1. A method for identifying based on a metering abnormal electricity consumption index basic feature, characterized in that, The identification method comprises: S10, collecting power consumption index data of a target user on multiple dates, the power consumption index data comprising three-phase current, three-phase voltage, load and active power data, to form a time series curve; S20, comparing the power consumption index data with a pre-constructed metering abnormality index basic feature library, and screening out at least one index feature abnormality date as a suspected abnormality day; S30, selecting two normal days matching the power consumption behavior type of the suspected abnormality day, drawing current, voltage, load and power curves of the suspected abnormality day and the two normal days, and extracting curve shape features and three-phase balance features; S40, calculating intra-day index correlation of the suspected abnormality day; calculating cross-day index correlation between the suspected abnormality day and the normal days; S50, performing secondary judgment to confirm that the suspected abnormality day has metering abnormality.

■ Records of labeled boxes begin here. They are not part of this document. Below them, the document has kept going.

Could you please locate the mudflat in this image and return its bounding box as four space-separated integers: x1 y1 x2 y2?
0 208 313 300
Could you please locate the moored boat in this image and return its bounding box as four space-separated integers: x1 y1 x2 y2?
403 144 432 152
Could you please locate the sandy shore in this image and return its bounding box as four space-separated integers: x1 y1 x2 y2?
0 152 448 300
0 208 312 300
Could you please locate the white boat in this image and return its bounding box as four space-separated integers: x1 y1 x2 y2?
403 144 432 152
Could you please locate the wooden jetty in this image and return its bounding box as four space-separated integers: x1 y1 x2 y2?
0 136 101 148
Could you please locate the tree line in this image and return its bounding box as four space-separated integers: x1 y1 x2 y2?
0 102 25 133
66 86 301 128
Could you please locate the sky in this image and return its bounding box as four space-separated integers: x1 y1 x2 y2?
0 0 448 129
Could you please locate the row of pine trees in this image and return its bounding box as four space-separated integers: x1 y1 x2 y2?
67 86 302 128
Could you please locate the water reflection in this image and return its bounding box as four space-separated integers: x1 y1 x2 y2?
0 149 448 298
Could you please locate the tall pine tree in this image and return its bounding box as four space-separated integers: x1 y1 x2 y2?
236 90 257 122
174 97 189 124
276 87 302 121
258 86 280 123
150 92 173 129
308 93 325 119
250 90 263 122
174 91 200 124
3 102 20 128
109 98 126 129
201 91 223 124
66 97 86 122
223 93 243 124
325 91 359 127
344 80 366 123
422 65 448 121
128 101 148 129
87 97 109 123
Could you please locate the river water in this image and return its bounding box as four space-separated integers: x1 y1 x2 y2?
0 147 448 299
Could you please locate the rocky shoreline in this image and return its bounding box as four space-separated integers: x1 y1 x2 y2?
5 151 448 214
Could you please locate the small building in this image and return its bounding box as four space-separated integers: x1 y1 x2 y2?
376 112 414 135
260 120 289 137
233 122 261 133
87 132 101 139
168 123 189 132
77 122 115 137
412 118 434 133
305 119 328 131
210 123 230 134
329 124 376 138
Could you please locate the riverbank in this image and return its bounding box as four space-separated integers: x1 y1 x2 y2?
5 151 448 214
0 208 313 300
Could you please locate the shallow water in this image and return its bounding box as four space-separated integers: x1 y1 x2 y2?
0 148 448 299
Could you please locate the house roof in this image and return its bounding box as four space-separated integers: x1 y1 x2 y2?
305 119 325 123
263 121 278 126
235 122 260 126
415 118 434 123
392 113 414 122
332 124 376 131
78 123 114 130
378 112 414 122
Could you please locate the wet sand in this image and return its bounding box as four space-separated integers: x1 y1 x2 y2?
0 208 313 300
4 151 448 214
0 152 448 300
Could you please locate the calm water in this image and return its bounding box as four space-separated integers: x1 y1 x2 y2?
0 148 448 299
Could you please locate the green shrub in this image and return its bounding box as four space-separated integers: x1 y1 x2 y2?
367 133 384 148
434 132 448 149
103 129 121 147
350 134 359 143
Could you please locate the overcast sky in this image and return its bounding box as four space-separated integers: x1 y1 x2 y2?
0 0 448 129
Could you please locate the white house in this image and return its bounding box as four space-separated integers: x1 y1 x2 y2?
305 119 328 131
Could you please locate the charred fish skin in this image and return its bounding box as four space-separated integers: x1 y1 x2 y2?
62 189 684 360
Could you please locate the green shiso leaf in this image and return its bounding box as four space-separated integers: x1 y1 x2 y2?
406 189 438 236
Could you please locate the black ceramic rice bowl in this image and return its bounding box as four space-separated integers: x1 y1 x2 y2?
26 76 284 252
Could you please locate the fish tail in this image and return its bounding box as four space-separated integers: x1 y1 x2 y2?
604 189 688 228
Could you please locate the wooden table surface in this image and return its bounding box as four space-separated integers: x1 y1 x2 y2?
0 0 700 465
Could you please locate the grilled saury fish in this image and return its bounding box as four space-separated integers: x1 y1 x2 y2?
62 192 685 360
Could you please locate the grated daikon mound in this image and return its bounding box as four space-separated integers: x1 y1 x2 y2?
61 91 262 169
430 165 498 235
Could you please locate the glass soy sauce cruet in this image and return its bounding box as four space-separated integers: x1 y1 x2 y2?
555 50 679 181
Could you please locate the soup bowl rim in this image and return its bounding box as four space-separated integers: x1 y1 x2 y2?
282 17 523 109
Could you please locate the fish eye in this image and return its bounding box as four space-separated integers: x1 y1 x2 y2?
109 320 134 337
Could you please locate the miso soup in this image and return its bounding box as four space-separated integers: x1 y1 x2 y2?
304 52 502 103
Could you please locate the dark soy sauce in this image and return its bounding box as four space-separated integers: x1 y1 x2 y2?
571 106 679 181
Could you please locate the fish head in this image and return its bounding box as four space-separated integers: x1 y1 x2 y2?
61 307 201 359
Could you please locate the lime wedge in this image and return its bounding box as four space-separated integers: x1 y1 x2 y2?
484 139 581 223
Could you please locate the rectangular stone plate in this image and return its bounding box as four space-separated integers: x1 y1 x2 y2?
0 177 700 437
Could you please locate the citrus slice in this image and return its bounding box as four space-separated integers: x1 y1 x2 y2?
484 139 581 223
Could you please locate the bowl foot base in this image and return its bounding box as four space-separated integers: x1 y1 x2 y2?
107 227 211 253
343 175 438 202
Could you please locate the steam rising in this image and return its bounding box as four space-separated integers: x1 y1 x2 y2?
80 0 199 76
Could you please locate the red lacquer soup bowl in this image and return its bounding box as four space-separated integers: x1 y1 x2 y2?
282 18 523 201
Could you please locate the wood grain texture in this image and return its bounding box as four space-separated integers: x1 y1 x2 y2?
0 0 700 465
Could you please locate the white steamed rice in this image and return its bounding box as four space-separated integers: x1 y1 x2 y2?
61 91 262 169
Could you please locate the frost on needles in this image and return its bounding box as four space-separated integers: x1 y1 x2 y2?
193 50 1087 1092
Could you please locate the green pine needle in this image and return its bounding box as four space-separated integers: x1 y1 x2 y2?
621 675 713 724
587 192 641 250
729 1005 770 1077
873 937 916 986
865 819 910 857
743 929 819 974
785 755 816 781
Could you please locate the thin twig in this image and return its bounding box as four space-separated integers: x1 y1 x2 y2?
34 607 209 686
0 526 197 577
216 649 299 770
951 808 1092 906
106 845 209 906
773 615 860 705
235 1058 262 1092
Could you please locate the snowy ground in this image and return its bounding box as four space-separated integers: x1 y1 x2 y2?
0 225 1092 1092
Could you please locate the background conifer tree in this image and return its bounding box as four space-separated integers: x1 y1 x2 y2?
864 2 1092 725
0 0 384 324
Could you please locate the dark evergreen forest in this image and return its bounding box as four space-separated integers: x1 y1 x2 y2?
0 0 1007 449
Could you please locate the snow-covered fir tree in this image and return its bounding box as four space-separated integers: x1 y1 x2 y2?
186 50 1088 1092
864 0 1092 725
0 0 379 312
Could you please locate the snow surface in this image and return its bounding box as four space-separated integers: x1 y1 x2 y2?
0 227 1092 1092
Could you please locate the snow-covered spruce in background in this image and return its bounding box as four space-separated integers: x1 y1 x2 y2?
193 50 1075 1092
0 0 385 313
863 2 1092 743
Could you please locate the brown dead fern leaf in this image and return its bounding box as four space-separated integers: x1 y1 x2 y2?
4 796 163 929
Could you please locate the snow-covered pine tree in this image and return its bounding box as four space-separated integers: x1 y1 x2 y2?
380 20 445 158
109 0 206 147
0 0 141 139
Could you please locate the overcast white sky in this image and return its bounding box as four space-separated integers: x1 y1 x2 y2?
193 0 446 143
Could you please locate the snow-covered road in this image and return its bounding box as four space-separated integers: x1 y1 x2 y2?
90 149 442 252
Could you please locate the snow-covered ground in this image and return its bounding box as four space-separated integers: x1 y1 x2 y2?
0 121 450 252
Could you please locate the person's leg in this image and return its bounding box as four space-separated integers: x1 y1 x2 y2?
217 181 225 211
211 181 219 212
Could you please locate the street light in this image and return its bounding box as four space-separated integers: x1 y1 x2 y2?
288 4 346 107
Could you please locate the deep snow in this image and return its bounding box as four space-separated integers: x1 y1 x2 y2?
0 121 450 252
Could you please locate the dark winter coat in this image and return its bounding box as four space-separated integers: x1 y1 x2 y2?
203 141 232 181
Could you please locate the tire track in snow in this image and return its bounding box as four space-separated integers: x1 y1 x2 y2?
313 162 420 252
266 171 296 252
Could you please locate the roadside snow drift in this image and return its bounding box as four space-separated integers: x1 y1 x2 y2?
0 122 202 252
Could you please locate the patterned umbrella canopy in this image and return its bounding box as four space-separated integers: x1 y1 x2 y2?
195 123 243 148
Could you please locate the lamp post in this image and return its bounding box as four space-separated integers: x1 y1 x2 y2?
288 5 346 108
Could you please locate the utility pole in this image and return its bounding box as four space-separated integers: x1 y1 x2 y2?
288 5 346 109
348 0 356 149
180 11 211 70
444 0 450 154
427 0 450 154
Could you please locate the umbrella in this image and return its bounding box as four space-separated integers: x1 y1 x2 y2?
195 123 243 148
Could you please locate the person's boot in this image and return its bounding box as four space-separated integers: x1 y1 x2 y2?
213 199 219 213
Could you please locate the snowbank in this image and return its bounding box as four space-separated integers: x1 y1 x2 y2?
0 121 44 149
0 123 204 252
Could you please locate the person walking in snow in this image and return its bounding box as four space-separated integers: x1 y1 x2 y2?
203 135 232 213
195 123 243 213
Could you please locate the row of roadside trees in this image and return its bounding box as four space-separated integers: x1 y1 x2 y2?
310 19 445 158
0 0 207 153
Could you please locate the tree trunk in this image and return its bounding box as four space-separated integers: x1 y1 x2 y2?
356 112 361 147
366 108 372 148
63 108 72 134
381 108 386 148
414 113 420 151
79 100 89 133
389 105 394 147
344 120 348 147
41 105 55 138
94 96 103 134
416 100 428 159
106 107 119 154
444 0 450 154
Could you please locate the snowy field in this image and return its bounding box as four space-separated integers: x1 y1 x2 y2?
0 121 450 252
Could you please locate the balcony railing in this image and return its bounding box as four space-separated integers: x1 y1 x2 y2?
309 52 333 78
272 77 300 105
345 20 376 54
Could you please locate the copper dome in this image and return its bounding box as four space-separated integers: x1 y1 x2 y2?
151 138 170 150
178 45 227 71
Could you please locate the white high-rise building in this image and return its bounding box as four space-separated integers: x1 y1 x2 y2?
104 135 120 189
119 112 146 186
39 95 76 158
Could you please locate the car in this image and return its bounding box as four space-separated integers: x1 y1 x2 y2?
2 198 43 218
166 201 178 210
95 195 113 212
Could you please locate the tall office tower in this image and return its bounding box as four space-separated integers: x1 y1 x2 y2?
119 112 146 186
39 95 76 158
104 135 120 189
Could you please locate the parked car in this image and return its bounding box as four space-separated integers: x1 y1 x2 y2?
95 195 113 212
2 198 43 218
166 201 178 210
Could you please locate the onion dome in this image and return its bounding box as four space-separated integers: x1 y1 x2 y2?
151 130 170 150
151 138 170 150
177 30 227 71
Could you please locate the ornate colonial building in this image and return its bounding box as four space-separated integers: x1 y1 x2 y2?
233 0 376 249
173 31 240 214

2. The method for identifying based on a metering abnormal power consumption index basic feature according to claim 1, characterized in that, The intra-day index correlation of the suspected abnormality day calculated in step S40 comprises correlation degrees among three-phase currents, between current and load, between load and power; the cross-day index correlation between the suspected abnormality day and the normal days comprises correlation degrees of phase current-current, phase voltage-voltage, load-load and power-power; in step S50, secondary judgment is performed based on the index features, the curve shape features, the three-phase balance features and the correlation degrees calculated in step S40.

3. The method of claim 1, wherein the method comprises: In step S10, the power consumption index data is collected through high-speed power line carrier communication technology.

4. The method for identifying based on a metering abnormal power consumption index basic feature according to claim 3, characterized in that, The power consumption index data is collected every 5-20 minutes.

5. The method of claim 1, wherein the method comprises: The metering abnormality index basic feature library comprises features of at least one of the following abnormality types: "existence of reverse current", "electric energy meter stop", "current without power", "current loss", "electric energy meter fly", "current reverse connection or wiring error", "electric energy meter reverse", or "power overflow".

6. The method of claim 1, wherein the method comprises: In step S30, the curve shape features comprise: negative value segment in current or load curve, platform segment in power curve, load peak value offset or curve sharp fluctuation.

7. The method of claim 2, wherein the method comprises: In step S40, the Pearson correlation coefficient method is used to calculate the correlation between indexes.

8. The method for identifying based on a metering abnormal power consumption index basic feature according to claim 7, characterized in that, In step S40, when the Pearson correlation coefficient between three-phase currents is lower than 0.9, it is determined that three-phase imbalance abnormality exists.

9. The method for identifying based on a metering abnormal power consumption index basis feature according to claim 7, characterized in that, In step S40, the threshold of the cross-day index correlation is set as: the current curve correlation adaptive threshold is 0.9; the voltage curve correlation adaptive threshold can be set as 0.

8.

10. The method of claim 1, wherein, The two normal days are historical normal power consumption days, which are selected from historical data according to user power consumption behavior types as typical days without abnormality.